Musikalisch gestaltet wurde der Gottesdienst von Manuel Kelber-Bender an Orgel und E-Piano und den beiden Sängerinnen Anna Koch und Regina Graßmann. Das junge Technik-Team bestehend aus Paul, Leon, Justus und Rufus sowie Sebastian Strunk in der Redaktion sorgte für den reibungslosen Ablauf.

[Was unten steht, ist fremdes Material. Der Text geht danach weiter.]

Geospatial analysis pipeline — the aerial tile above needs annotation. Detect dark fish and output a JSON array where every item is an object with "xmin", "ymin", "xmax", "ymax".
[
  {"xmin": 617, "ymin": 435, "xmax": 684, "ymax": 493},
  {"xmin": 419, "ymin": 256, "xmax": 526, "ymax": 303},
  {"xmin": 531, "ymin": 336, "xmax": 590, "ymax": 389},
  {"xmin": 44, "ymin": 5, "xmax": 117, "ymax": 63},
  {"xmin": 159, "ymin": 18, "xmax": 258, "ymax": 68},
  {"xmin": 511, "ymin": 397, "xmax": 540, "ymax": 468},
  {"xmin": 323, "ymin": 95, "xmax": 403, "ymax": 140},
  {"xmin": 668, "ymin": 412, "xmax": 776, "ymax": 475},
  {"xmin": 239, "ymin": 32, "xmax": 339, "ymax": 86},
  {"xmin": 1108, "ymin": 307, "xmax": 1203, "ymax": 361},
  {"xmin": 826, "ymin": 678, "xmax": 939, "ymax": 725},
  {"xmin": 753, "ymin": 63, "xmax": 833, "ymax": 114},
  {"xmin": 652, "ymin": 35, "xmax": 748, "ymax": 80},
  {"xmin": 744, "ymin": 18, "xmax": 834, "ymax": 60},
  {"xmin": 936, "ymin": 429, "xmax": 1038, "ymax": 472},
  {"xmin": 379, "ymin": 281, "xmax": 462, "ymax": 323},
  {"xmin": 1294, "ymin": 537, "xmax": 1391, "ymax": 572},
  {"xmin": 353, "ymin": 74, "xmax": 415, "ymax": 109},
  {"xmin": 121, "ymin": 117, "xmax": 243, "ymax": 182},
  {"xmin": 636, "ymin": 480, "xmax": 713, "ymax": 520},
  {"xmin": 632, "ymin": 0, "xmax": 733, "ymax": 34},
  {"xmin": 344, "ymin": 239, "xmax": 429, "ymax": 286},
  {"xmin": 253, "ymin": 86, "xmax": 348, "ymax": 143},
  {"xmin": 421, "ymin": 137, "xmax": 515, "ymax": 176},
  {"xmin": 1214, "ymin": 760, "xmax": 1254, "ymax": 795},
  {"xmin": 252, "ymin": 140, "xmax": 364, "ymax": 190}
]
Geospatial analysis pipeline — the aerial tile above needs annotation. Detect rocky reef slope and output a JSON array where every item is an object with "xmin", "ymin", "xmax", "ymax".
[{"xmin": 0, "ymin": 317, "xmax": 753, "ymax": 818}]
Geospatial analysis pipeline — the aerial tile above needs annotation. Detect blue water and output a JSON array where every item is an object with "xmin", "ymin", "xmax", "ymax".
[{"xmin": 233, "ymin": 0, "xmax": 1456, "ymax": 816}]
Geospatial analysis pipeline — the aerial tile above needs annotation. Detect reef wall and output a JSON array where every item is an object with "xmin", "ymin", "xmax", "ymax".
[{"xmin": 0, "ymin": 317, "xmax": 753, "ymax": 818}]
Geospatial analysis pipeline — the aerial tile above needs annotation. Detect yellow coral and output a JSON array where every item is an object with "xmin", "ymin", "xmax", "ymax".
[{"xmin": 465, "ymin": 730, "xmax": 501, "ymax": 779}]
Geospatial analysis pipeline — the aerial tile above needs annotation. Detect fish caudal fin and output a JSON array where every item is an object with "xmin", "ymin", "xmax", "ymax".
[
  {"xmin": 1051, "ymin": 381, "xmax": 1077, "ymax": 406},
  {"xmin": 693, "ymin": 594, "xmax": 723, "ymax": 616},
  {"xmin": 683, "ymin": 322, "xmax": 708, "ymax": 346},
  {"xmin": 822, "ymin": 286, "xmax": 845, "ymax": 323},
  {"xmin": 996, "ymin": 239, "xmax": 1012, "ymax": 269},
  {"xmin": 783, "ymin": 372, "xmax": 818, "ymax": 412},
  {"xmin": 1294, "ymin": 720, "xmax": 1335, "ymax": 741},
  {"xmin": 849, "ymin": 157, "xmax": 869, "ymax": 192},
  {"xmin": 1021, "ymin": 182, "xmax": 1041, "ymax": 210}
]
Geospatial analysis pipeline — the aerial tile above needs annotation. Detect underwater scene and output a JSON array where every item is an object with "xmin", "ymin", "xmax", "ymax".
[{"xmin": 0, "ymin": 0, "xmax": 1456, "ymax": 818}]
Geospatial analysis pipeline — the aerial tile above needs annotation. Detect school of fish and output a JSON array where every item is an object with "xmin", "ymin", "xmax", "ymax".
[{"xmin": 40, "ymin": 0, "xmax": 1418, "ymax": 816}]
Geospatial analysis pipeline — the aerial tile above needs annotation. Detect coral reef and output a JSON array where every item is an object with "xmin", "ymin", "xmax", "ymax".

Der nächste 5015-Gottesdienst ist am Freitag, 30. August, 19 Uhr, in der Evangelischen Friedensgemeinde Eppertshausen. Er hat das Thema „Zurück aus dem Urlaub – jetzt beginnen die Ferien von Gott“. Der Gottesdienst kann im Internet auf www.rufnachmir.de verfolgt werden.

HINTERGRUND
Der interaktive Gottesdienst „5015 – Ruf nach mir!“ ist ein neues Format und einmalig in der Region. Der Name des Online-Gottdienstes basiert auf Psalm 50, Vers 15: „Und wenn du in Not bist, rufe nach mir! Dann rette ich dich, und du wirst mich dafür ehren“. Er wird von der Evangelischen Friedensgemeinde Eppertshausen aus live ins Internet übertragen und verknüpft reale und virtuelle Gemeinde miteinander.